Disney Joins Netflix In Harassing Password Sharers As The Enshittification Of Streaming Continues
We've noted a few times now how as the streaming sector consolidates and grows, it's becoming more and more like the traditional cable industry it disrupted. This enshittification includes a lot of endless price hikes, a steady degradation of product quality, pointless mergers that cause endless layoffs, and the implementation of new restrictive efforts to nickel-and-dime customers.
Like Netflix's recent crackdown on password sharing.
Netflix spent years encouraging the practice as a form of free advertising. But as the streaming market's growth saturated, Netflix turned to more creative ways to give Wall Street its improved quarterly returns at any cost (including product quality or customer satisfaction). Like charging users even more money for something it already monetized (users were already paying more for more simultaneous streams).
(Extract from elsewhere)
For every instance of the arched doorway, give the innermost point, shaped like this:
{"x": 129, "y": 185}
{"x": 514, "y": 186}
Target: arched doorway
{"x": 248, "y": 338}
Unsurprisingly, other companies like Disney are now following suit, starting with Canada:
Disney has not provided many details on how it plans to enforce this policy - its email merely states that we're implementing restrictions on your ability to share your account or login credentials outside of your household." The announcement reads more like a strong finger wag than anything else. You may not share your subscription outside of your household," reads the company's updated Help Center."
Despite what Netflix and Disney claim, password sharing is not a major threat to these companies' fortunes. In part because there's no guarantee that the moochers" they're harassing (usually college kids or people who don't like paying for things) will sign up for their own accounts. Analysts have noted a lot of these companies' predictions of how much money they'll make from crackdowns are based in fantasy.
Netflix claims the crackdown has been a smashing success, but there's no hard evidence that's actually true so far. These streaming giants aren't really required to detail where new subscriptions are coming from in earnings reports, so whatever happens they'll insist it's all been a smashing success either way.
But nickel-and-diming your users as the streaming market gets more competitive simply isn't all that bright. Streaming competitors looking to make market inroads can give themselves an edge by simply being less annoying. And should some companies push too hard, they risk increasingly driving paying customers to the next layer of disruptive services like TikTok, Twitch, or YouTube as the cycle continues.